Five-time Le Mans podium finisher Richard Westbrook has called time on a career in which he was a factory driver with Porsche, General Motors, BMW, Aston Martin and Ford.
The 49-year-old Briton has announced that last weekend’s Petit Le Mans IMSA SportsCar Championship finale at Road Atlanta was his last race as a professional driver.
Westbrook’s decision to retire brings the curtain down on a career that included back-to-back Porsche Supercup titles in 2006-07 and class victories in the Sebring 12 Hours and Daytona 24 Hours enduros in 2013 and 2018 respectively.
As well as third-place finishes overall with Glickenhaus and Cadillac at the Le Mans 24 Hours in 2022 and ’23, he notched up a trio of class podiums at the Circuit de la Sarthe with Porsche, Ford and Aston Martin.
Westbrook explained the time was right to call time on his career, despite having a year left to run on his contract with the JDC-Miller MotorSports Porsche GTP team with which he has raced in IMSA this season.
“You can’t do it forever and at some point you have to be honest with yourself, say you’ve had a good run and pass on the baton,” Westbrook told Motorsport.com.
“This was the first season that I have felt like that: my performances were still there, but the enjoyment factor had gone a bit. I wasn’t so excited about getting in the car as I had been in the past, and if that’s the case, you have to question whether you should be doing it.

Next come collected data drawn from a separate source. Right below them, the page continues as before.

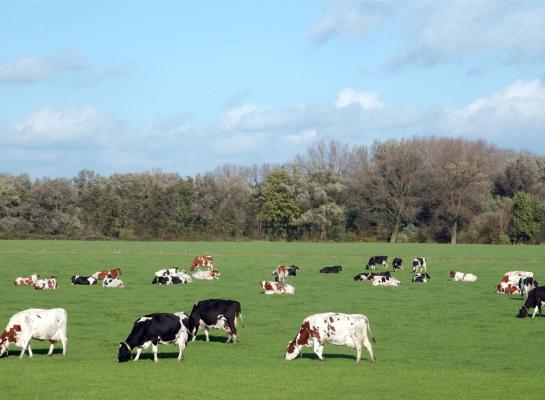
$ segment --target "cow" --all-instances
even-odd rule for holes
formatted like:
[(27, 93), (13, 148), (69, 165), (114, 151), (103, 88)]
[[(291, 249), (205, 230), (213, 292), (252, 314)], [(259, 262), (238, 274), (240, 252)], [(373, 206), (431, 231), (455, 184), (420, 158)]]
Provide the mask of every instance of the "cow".
[(500, 294), (520, 294), (520, 288), (517, 284), (500, 282), (496, 285), (496, 293)]
[(153, 281), (151, 281), (152, 284), (158, 284), (158, 285), (177, 285), (179, 283), (185, 283), (182, 279), (180, 279), (177, 276), (155, 276), (153, 277)]
[(367, 262), (367, 265), (365, 266), (365, 269), (372, 269), (374, 270), (377, 266), (377, 264), (384, 265), (384, 269), (388, 269), (388, 256), (373, 256), (369, 259)]
[(413, 260), (413, 272), (428, 272), (426, 267), (426, 259), (424, 257), (417, 257)]
[(509, 271), (503, 274), (500, 282), (518, 285), (520, 278), (533, 278), (533, 272), (527, 271)]
[(262, 281), (259, 285), (265, 294), (295, 294), (295, 287), (287, 283)]
[(160, 269), (159, 271), (155, 272), (156, 277), (171, 276), (171, 275), (177, 275), (177, 274), (178, 274), (178, 267)]
[(454, 282), (476, 282), (477, 275), (465, 274), (463, 272), (450, 271), (450, 277)]
[(403, 260), (401, 258), (394, 258), (394, 261), (392, 261), (392, 268), (394, 269), (394, 272), (398, 269), (403, 271)]
[(189, 339), (187, 330), (188, 316), (184, 312), (154, 313), (143, 315), (134, 321), (131, 333), (124, 342), (119, 343), (118, 362), (129, 361), (136, 348), (133, 361), (138, 361), (142, 349), (151, 346), (153, 361), (158, 362), (158, 344), (176, 344), (178, 346), (178, 362), (184, 359), (183, 351)]
[(106, 277), (102, 281), (102, 287), (105, 287), (105, 288), (123, 288), (123, 287), (125, 287), (125, 284), (119, 278)]
[(424, 273), (418, 273), (411, 279), (412, 282), (416, 283), (426, 283), (428, 282), (428, 279), (431, 279), (427, 272)]
[(530, 290), (528, 293), (528, 298), (524, 305), (520, 308), (517, 317), (524, 318), (528, 315), (528, 310), (530, 308), (534, 309), (532, 318), (534, 318), (539, 310), (539, 315), (541, 316), (541, 306), (545, 305), (545, 286), (539, 286), (533, 290)]
[(92, 276), (72, 276), (72, 285), (96, 285), (97, 280)]
[(34, 273), (29, 276), (18, 276), (13, 281), (13, 286), (31, 286), (36, 283), (40, 275)]
[(191, 271), (195, 271), (200, 267), (208, 267), (209, 270), (214, 268), (212, 264), (212, 256), (197, 256), (193, 259), (191, 263)]
[(534, 278), (520, 278), (518, 285), (522, 298), (528, 298), (528, 293), (530, 293), (531, 290), (537, 288), (539, 286), (539, 283), (534, 280)]
[(52, 276), (46, 279), (38, 279), (33, 287), (36, 290), (55, 290), (57, 289), (57, 278)]
[(377, 275), (373, 277), (373, 286), (399, 286), (401, 281), (389, 276)]
[(284, 282), (284, 279), (286, 279), (286, 276), (288, 276), (288, 267), (286, 267), (284, 264), (280, 264), (278, 267), (276, 267), (272, 274), (276, 282)]
[(242, 323), (242, 313), (238, 301), (221, 299), (201, 300), (195, 303), (191, 310), (188, 330), (193, 336), (192, 340), (194, 341), (197, 337), (199, 326), (204, 325), (204, 334), (208, 342), (210, 340), (208, 328), (223, 329), (229, 335), (226, 343), (236, 343), (238, 316), (240, 316), (240, 322)]
[(288, 267), (289, 276), (297, 276), (298, 273), (299, 273), (299, 267), (297, 265), (292, 264)]
[(343, 270), (343, 267), (341, 267), (340, 265), (334, 265), (332, 267), (323, 267), (320, 270), (320, 273), (321, 274), (338, 274), (342, 270)]
[(204, 280), (213, 280), (219, 279), (221, 273), (217, 269), (212, 269), (210, 271), (197, 271), (194, 272), (191, 276), (193, 279), (204, 279)]
[(390, 277), (390, 271), (384, 272), (362, 272), (354, 277), (355, 281), (372, 281), (375, 276), (387, 276)]
[[(369, 320), (362, 314), (323, 313), (310, 315), (303, 320), (299, 333), (288, 343), (284, 358), (293, 360), (301, 354), (303, 346), (313, 346), (314, 353), (324, 361), (324, 344), (335, 344), (356, 349), (356, 362), (361, 360), (362, 346), (375, 362), (375, 354), (371, 340), (375, 338), (371, 333)], [(301, 355), (302, 357), (302, 355)]]
[(123, 271), (121, 271), (121, 268), (110, 268), (110, 269), (105, 269), (103, 271), (97, 271), (91, 276), (95, 278), (97, 281), (101, 281), (105, 279), (107, 276), (109, 276), (110, 278), (117, 278), (122, 273)]
[(22, 349), (19, 358), (23, 358), (25, 350), (28, 350), (28, 356), (32, 357), (32, 348), (30, 347), (32, 339), (49, 340), (50, 346), (47, 352), (49, 357), (53, 355), (55, 343), (60, 341), (62, 355), (66, 357), (67, 320), (66, 310), (63, 308), (50, 310), (29, 308), (18, 312), (9, 319), (6, 329), (0, 336), (0, 357), (7, 353), (10, 344)]
[(176, 277), (180, 278), (183, 283), (193, 282), (193, 278), (191, 278), (191, 276), (187, 274), (184, 270), (178, 271)]

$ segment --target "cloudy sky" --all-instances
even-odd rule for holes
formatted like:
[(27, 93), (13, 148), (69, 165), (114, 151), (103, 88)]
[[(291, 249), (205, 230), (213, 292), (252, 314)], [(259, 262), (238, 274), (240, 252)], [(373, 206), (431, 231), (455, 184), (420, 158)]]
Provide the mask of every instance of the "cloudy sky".
[(320, 140), (545, 154), (545, 3), (0, 3), (0, 172), (281, 163)]

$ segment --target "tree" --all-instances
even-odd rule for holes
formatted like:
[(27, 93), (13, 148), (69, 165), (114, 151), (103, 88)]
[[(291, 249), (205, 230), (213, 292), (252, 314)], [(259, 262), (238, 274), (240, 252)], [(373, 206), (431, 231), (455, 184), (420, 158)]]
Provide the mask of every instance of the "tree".
[(511, 227), (509, 237), (515, 243), (534, 240), (539, 229), (538, 204), (526, 192), (518, 192), (511, 204)]

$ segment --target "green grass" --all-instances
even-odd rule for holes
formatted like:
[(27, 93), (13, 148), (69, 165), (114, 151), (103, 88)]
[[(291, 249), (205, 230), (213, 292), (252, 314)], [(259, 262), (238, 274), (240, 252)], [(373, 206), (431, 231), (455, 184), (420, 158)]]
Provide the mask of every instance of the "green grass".
[[(153, 272), (188, 266), (193, 256), (211, 254), (219, 281), (151, 285)], [(428, 259), (431, 281), (400, 287), (354, 282), (369, 256)], [(280, 263), (297, 264), (290, 277), (295, 296), (265, 296), (258, 282), (271, 279)], [(338, 275), (320, 267), (341, 264)], [(70, 276), (110, 266), (123, 269), (125, 289), (71, 287)], [(454, 283), (450, 270), (472, 272), (475, 283)], [(315, 244), (266, 242), (0, 242), (0, 326), (15, 312), (63, 307), (68, 312), (68, 357), (45, 356), (47, 343), (33, 341), (34, 358), (18, 359), (17, 348), (0, 360), (1, 398), (236, 398), (236, 399), (542, 399), (545, 318), (519, 320), (519, 296), (495, 294), (509, 270), (534, 271), (545, 280), (543, 246)], [(57, 291), (13, 287), (19, 275), (56, 275)], [(242, 304), (240, 343), (190, 343), (178, 364), (174, 346), (159, 346), (138, 363), (116, 362), (118, 343), (132, 323), (150, 312), (190, 312), (197, 300), (229, 298)], [(377, 363), (364, 352), (326, 345), (325, 362), (312, 349), (287, 362), (288, 341), (310, 314), (339, 311), (369, 317), (377, 339)], [(59, 350), (60, 351), (60, 350)]]

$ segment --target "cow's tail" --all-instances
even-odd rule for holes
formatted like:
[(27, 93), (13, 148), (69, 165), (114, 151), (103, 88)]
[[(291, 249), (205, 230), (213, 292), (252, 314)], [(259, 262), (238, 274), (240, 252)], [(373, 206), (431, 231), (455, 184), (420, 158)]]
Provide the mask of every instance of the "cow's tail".
[(242, 320), (242, 310), (240, 309), (240, 303), (238, 304), (238, 310), (235, 314), (235, 318), (236, 317), (239, 317), (240, 318), (240, 325), (244, 328), (244, 321)]
[(369, 324), (369, 318), (366, 318), (366, 319), (367, 319), (367, 335), (373, 341), (373, 343), (376, 343), (377, 341), (375, 340), (375, 337), (373, 336), (373, 333), (371, 332), (371, 325)]

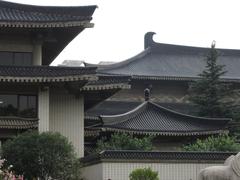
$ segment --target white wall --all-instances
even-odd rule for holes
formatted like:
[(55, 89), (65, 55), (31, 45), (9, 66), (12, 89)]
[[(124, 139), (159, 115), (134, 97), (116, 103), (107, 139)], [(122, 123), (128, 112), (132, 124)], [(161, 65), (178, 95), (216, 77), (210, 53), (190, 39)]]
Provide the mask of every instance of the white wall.
[(129, 174), (134, 169), (150, 167), (158, 171), (160, 180), (197, 180), (197, 174), (201, 169), (215, 165), (221, 163), (102, 162), (84, 167), (82, 174), (86, 180), (128, 180)]
[(84, 101), (68, 93), (50, 90), (49, 130), (60, 132), (75, 147), (77, 155), (84, 155)]
[[(82, 169), (81, 176), (85, 180), (102, 180), (103, 179), (103, 164), (94, 164)], [(107, 180), (107, 179), (106, 179)]]

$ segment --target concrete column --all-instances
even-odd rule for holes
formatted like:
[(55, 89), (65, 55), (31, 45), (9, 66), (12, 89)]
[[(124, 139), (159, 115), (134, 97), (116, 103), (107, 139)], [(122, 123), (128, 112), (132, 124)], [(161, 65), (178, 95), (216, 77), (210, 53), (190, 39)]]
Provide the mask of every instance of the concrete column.
[(42, 43), (40, 42), (33, 44), (33, 65), (42, 65)]
[(84, 156), (83, 95), (50, 92), (50, 131), (59, 132), (73, 144), (78, 157)]
[(38, 91), (39, 132), (49, 131), (49, 88), (40, 87)]

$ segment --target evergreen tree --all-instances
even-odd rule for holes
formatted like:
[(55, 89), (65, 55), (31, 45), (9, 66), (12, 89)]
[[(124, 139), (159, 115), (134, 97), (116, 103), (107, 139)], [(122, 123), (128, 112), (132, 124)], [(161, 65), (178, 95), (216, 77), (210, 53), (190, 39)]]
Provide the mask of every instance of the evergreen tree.
[(211, 49), (206, 56), (206, 66), (200, 79), (190, 84), (190, 102), (199, 109), (200, 116), (204, 117), (231, 117), (233, 103), (229, 101), (230, 84), (220, 81), (226, 71), (224, 65), (217, 63), (219, 57), (212, 43)]

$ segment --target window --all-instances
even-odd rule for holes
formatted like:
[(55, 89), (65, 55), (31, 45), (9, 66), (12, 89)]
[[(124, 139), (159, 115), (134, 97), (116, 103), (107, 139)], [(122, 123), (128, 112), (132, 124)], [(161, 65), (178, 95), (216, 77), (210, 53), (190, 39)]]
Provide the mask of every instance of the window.
[(32, 65), (31, 52), (0, 52), (0, 65)]
[(0, 95), (0, 116), (37, 117), (37, 96)]

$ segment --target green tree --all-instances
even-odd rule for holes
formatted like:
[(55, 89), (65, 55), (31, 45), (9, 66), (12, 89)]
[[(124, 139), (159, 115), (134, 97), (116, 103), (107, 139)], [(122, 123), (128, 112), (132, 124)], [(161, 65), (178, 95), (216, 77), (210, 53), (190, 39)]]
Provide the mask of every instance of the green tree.
[(152, 150), (152, 137), (133, 137), (126, 133), (114, 133), (110, 139), (102, 138), (97, 142), (97, 152), (103, 150)]
[(151, 168), (135, 169), (129, 175), (130, 180), (159, 180), (158, 172)]
[(21, 134), (3, 145), (2, 155), (16, 174), (24, 174), (27, 179), (70, 180), (79, 175), (73, 146), (59, 133)]
[(210, 136), (207, 139), (197, 141), (183, 147), (185, 151), (223, 151), (238, 152), (240, 144), (236, 142), (236, 138), (228, 135), (220, 135), (217, 137)]
[(229, 96), (233, 94), (231, 84), (220, 81), (226, 71), (224, 65), (218, 64), (219, 53), (213, 43), (206, 57), (206, 66), (200, 79), (191, 83), (190, 102), (199, 109), (200, 116), (205, 117), (232, 117), (233, 102)]

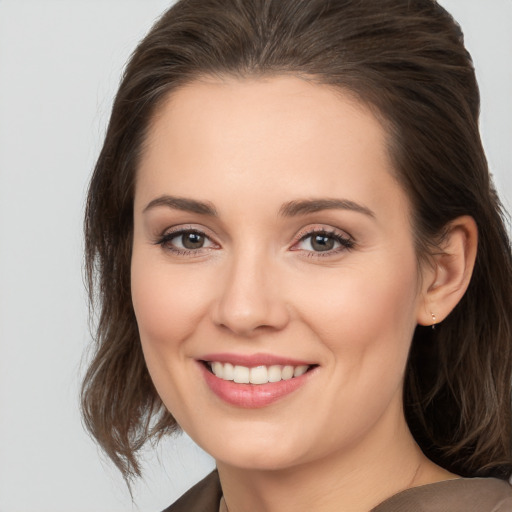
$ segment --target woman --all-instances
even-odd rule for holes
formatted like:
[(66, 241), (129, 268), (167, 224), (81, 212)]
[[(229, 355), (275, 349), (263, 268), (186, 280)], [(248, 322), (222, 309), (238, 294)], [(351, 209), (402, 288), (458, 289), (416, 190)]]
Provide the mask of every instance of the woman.
[(163, 15), (85, 224), (83, 410), (125, 478), (182, 428), (217, 471), (169, 511), (512, 510), (511, 255), (478, 111), (432, 0)]

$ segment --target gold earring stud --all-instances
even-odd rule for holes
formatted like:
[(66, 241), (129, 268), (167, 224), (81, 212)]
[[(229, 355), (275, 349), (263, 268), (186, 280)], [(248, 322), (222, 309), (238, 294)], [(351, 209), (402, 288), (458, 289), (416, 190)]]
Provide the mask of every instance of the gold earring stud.
[(434, 315), (432, 311), (430, 312), (430, 314), (432, 315), (432, 330), (434, 331), (436, 328), (436, 315)]

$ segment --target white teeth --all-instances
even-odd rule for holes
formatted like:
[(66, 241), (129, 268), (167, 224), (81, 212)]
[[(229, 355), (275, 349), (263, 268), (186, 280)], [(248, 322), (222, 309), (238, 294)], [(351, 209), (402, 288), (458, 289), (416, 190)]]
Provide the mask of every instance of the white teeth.
[(231, 363), (221, 363), (213, 361), (209, 363), (213, 374), (219, 379), (233, 380), (238, 384), (267, 384), (268, 382), (279, 382), (280, 380), (290, 380), (294, 377), (304, 375), (309, 366), (291, 366), (291, 365), (272, 365), (272, 366), (247, 366)]
[(224, 365), (215, 361), (212, 363), (212, 372), (217, 375), (217, 377), (223, 379), (224, 378)]
[[(222, 363), (219, 363), (219, 364), (222, 364)], [(213, 373), (215, 373), (215, 371)], [(217, 374), (215, 373), (215, 375), (217, 375)], [(217, 375), (217, 377), (218, 377), (218, 375)], [(231, 363), (226, 363), (224, 365), (224, 372), (223, 372), (222, 378), (224, 380), (233, 380), (235, 378), (235, 367)]]
[(283, 380), (290, 380), (293, 377), (293, 366), (285, 366), (281, 372)]
[(249, 368), (246, 366), (235, 366), (233, 380), (239, 384), (249, 384)]
[(278, 365), (270, 366), (268, 369), (268, 381), (279, 382), (281, 380), (281, 367)]
[[(308, 371), (307, 365), (304, 366), (296, 366), (295, 370), (293, 370), (293, 376), (294, 377), (300, 377), (301, 375), (304, 375)], [(224, 370), (225, 374), (226, 370)], [(224, 377), (226, 378), (226, 377)]]
[(251, 368), (249, 378), (251, 384), (266, 384), (268, 382), (268, 371), (266, 366), (255, 366)]

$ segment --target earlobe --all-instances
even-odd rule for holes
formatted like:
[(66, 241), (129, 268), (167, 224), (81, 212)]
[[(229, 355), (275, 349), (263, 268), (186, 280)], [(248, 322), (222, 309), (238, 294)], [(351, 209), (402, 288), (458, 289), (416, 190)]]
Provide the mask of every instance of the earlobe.
[[(464, 215), (450, 222), (446, 234), (431, 257), (431, 268), (423, 276), (420, 325), (442, 322), (458, 304), (469, 286), (478, 246), (478, 228)], [(435, 319), (435, 320), (433, 320)]]

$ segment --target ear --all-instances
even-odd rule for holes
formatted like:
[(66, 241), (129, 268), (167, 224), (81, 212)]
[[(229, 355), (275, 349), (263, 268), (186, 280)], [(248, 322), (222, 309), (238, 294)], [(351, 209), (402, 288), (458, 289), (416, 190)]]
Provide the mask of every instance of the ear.
[(446, 226), (440, 250), (424, 265), (417, 322), (434, 325), (443, 321), (467, 290), (478, 246), (478, 228), (468, 215)]

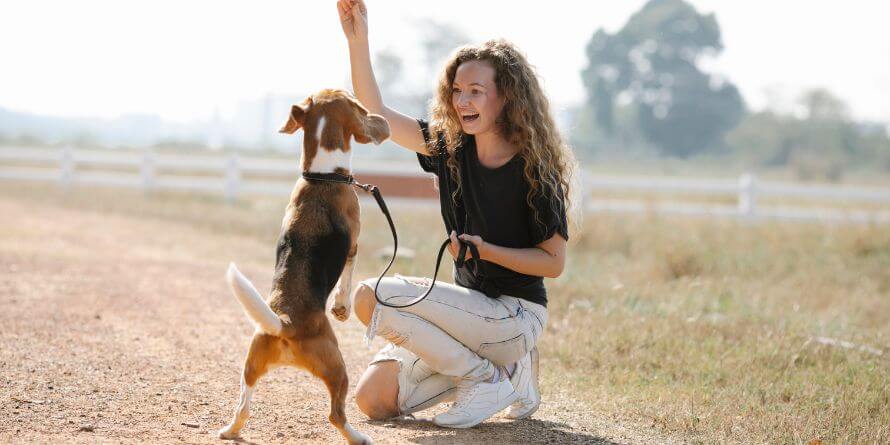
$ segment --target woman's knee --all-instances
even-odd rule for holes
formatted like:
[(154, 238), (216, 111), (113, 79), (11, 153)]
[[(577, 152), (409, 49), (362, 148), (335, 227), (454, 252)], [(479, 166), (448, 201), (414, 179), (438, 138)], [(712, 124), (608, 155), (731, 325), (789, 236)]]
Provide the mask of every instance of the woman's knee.
[(399, 415), (399, 363), (385, 361), (368, 367), (355, 387), (355, 404), (371, 420)]
[[(429, 281), (428, 278), (385, 277), (380, 281), (379, 295), (383, 301), (401, 304), (414, 299), (417, 287)], [(376, 285), (377, 279), (369, 278), (360, 281), (353, 291), (355, 315), (365, 326), (371, 323), (371, 317), (377, 306), (377, 296), (374, 295)]]
[(374, 285), (368, 280), (359, 282), (355, 287), (353, 307), (355, 308), (355, 316), (365, 326), (371, 323), (371, 316), (374, 314), (374, 306), (376, 305), (377, 299), (374, 298)]

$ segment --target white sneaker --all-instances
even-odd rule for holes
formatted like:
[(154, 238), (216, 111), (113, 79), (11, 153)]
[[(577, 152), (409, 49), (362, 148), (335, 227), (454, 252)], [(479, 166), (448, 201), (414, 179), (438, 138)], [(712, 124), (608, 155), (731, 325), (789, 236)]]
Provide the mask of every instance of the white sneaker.
[(518, 398), (507, 410), (507, 418), (519, 420), (531, 417), (541, 406), (541, 391), (538, 388), (537, 346), (516, 362), (516, 370), (510, 376), (510, 383), (516, 389)]
[(474, 427), (509, 406), (518, 396), (509, 379), (497, 383), (461, 379), (454, 405), (433, 417), (433, 423), (450, 428)]

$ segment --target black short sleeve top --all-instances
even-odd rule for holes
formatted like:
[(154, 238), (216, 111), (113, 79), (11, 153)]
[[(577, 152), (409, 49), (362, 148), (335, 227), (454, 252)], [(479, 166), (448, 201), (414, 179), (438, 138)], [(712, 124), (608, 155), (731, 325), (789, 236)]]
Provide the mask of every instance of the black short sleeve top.
[[(430, 144), (429, 123), (417, 120), (424, 140)], [(437, 135), (436, 148), (444, 147), (444, 138)], [(455, 156), (461, 175), (460, 194), (457, 203), (451, 198), (456, 184), (446, 165), (444, 149), (432, 155), (418, 153), (420, 167), (433, 173), (439, 180), (439, 202), (445, 228), (448, 233), (479, 235), (486, 242), (512, 248), (534, 247), (559, 233), (569, 239), (565, 209), (565, 197), (561, 187), (543, 190), (536, 195), (533, 204), (527, 202), (529, 183), (525, 179), (525, 161), (519, 155), (497, 168), (487, 168), (478, 159), (476, 141), (472, 135), (464, 135)], [(539, 183), (543, 186), (543, 183)], [(455, 268), (455, 283), (484, 292), (486, 295), (511, 295), (541, 305), (547, 304), (544, 279), (522, 274), (498, 264), (481, 261), (473, 272), (472, 261)]]

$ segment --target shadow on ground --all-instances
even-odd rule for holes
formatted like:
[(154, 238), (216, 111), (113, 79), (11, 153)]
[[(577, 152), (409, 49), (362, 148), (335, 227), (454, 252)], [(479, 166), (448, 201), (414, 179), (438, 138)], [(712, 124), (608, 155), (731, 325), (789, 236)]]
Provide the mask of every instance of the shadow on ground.
[[(406, 438), (409, 442), (433, 444), (493, 444), (491, 438), (497, 437), (497, 444), (595, 444), (620, 445), (611, 440), (573, 431), (565, 423), (547, 420), (528, 419), (516, 422), (486, 422), (475, 428), (444, 429), (436, 426), (429, 419), (394, 419), (387, 421), (367, 421), (369, 425), (388, 428), (404, 428), (414, 430), (415, 437)], [(423, 432), (430, 434), (424, 435)], [(447, 433), (444, 433), (447, 431)]]

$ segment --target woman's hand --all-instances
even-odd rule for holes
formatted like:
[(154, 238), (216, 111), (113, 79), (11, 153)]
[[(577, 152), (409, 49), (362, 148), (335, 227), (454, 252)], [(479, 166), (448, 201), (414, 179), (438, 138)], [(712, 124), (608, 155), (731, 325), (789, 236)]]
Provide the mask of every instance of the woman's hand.
[[(458, 254), (460, 254), (460, 241), (458, 241), (458, 239), (464, 240), (464, 241), (476, 246), (476, 250), (479, 251), (479, 257), (480, 257), (479, 259), (480, 260), (485, 257), (485, 254), (483, 253), (484, 248), (485, 248), (485, 241), (482, 240), (481, 236), (468, 235), (466, 233), (463, 233), (460, 236), (458, 236), (457, 232), (452, 230), (451, 234), (449, 234), (448, 237), (451, 239), (451, 244), (448, 245), (448, 251), (451, 252), (451, 256), (455, 260), (457, 260), (457, 256), (458, 256)], [(470, 249), (467, 249), (467, 252), (464, 255), (464, 260), (469, 260), (472, 258), (473, 258), (473, 254), (470, 252)]]
[(346, 40), (368, 40), (368, 8), (364, 0), (337, 0), (337, 12)]

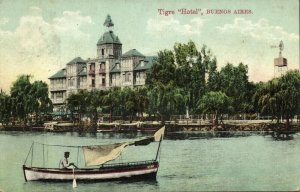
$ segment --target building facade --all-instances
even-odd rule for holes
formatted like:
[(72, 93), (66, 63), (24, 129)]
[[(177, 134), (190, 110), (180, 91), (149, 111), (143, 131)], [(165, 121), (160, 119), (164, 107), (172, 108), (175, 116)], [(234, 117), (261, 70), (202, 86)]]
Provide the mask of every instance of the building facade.
[(79, 90), (105, 90), (145, 84), (146, 71), (152, 67), (155, 57), (146, 57), (136, 49), (122, 54), (122, 43), (112, 30), (114, 24), (109, 15), (104, 26), (107, 31), (97, 42), (96, 58), (83, 60), (76, 57), (49, 77), (50, 98), (55, 112), (65, 110), (68, 96)]

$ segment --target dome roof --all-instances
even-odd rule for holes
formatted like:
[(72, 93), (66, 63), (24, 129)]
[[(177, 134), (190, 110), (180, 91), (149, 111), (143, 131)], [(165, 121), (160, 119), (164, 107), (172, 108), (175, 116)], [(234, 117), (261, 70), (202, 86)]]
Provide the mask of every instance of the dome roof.
[(145, 57), (143, 54), (141, 54), (138, 50), (136, 49), (131, 49), (124, 53), (122, 57)]
[(112, 44), (112, 43), (122, 44), (119, 37), (116, 36), (113, 31), (107, 31), (100, 37), (97, 45)]

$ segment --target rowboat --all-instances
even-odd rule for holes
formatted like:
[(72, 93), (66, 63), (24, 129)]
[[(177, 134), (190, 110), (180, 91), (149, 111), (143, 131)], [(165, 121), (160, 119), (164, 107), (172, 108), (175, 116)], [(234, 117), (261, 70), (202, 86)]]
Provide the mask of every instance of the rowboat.
[(140, 161), (103, 165), (100, 168), (57, 169), (23, 166), (25, 181), (107, 181), (119, 179), (147, 180), (155, 179), (158, 161)]
[(117, 131), (118, 123), (97, 123), (97, 132)]
[[(85, 158), (83, 168), (56, 168), (56, 167), (37, 167), (32, 166), (34, 143), (31, 145), (29, 153), (23, 164), (23, 174), (25, 181), (107, 181), (107, 180), (149, 180), (156, 179), (159, 168), (159, 151), (164, 134), (164, 127), (158, 130), (153, 136), (143, 137), (123, 143), (110, 145), (91, 145), (91, 146), (65, 146), (51, 145), (57, 147), (75, 147), (82, 148)], [(159, 142), (156, 157), (153, 160), (126, 162), (126, 163), (109, 163), (116, 159), (123, 149), (127, 146), (147, 145), (150, 142)], [(42, 144), (44, 147), (46, 144)], [(44, 151), (44, 149), (43, 149)], [(79, 150), (78, 150), (79, 151)], [(27, 162), (29, 155), (31, 164)], [(29, 165), (28, 165), (29, 164)], [(89, 166), (97, 166), (89, 168)]]

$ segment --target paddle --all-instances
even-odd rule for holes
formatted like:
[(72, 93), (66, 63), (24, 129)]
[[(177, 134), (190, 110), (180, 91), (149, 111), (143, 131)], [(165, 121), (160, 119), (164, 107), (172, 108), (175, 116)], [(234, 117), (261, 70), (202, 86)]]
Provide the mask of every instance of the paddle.
[(75, 179), (75, 173), (74, 173), (75, 167), (73, 167), (73, 188), (77, 187), (76, 179)]

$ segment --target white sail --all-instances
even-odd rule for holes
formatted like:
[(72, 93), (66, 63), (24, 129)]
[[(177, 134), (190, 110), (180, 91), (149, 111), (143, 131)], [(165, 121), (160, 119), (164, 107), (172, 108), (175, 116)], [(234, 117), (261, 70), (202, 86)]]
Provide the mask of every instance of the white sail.
[(101, 165), (108, 161), (114, 160), (119, 157), (119, 155), (121, 155), (121, 152), (128, 145), (147, 145), (151, 142), (151, 140), (160, 141), (162, 135), (164, 135), (164, 132), (165, 126), (156, 131), (153, 137), (143, 137), (125, 143), (116, 143), (110, 145), (84, 146), (82, 147), (82, 149), (85, 159), (85, 165)]
[(158, 131), (155, 132), (154, 141), (160, 141), (160, 138), (162, 137), (162, 135), (164, 135), (164, 133), (165, 133), (165, 126), (163, 126)]
[(83, 147), (86, 166), (101, 165), (116, 159), (129, 143)]

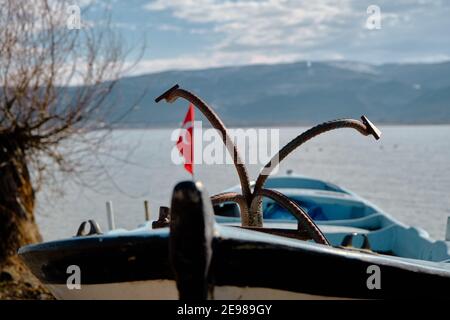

Petit Le Mans was Westbrook’s final race as a pro as he bowed out in the JDC/Miller MotorSports Porsche 963
Photo by: Jake Galstad / Motorsport Images
“I’m happy with my career and the way it has ended: I probably wasn’t going to achieve a lot more and it has been my decision to stop.”
Westbrook said that his biggest achievement was racing for 23 seasons after he started competing again following six years of inactivity after his single-seater career stalled in Formula 3 in 1996.
“I have to pinch myself sometimes what has happened over the past 20-odd years,” he explained. “Everything happened so quickly: I went from doing nothing to driving for all these manufacturers.”
Westbrook picked out his four seasons racing for Chip Ganassi Racing in IMSA in 2016-19 with the Ford GT in the GT Le Mans class as one of the best periods of his career.
“That was a special time for me,” said Westbrook, whose regular driving partner over the four years was Ryan Briscoe.
“We had a good group of people and scored a lot of wins, but unfortunately not the championship. We were second twice and it always went down to the wire — that’s one regret I will always have.
“When I look back I think I should have won more, more championships. There were big wins in IMSA, like Daytona and Sebring, but never a championship — that will always rankle.”
Westbrook formed a successful partnership at Ford with Briscoe, but the title eluded them
Photo by: Richard Dole / Motorsport Images
He singled out his second-place overall finish in the 2015 IMSA points alongside Michael Valiante with the Spirit of Daytona team when he was on the books of Chevrolet as another regret.
“We were a small operation racing against big teams like Action Express Racing and Wayne Taylor Racing and we came within three points of the championship,” he said.
Westbrook also picked the first of his two Le Mans overall podiums, notched up with Glickenhaus Racing, as another highlight.
“Jim [Glickenhaus, the marque founder] put his money where his mouth was and we achieved everything we could,” said Westbrook. “To stand on the Le Mans podium with him was really special.”
The three Le Mans podiums in class came in 2010 in GT2 with the Scuderia Italia Porsche team and in 2016 and 2020 respectively with Ford and Aston Martin in GTE Pro.
He was also a race winner in the FIA GT1 World Championship with the JRM Nissan team in 2010 and in class in FIA GTs with the Prospeed Porsche squad in 2008 and ’09.
Westbrook was a frontrunner in the Formula Opel Lotus Euroseries one-make single-seater championship in 1994-95, but a proposed F3 drive with the KMS-run Benetton Junior Team in Germany fell through for 1996.
He then stopped racing after a handful F3 races in Germany and Austria that year and didn’t resume until coming back for a short self-funded partial programme in the Supercup in 2002.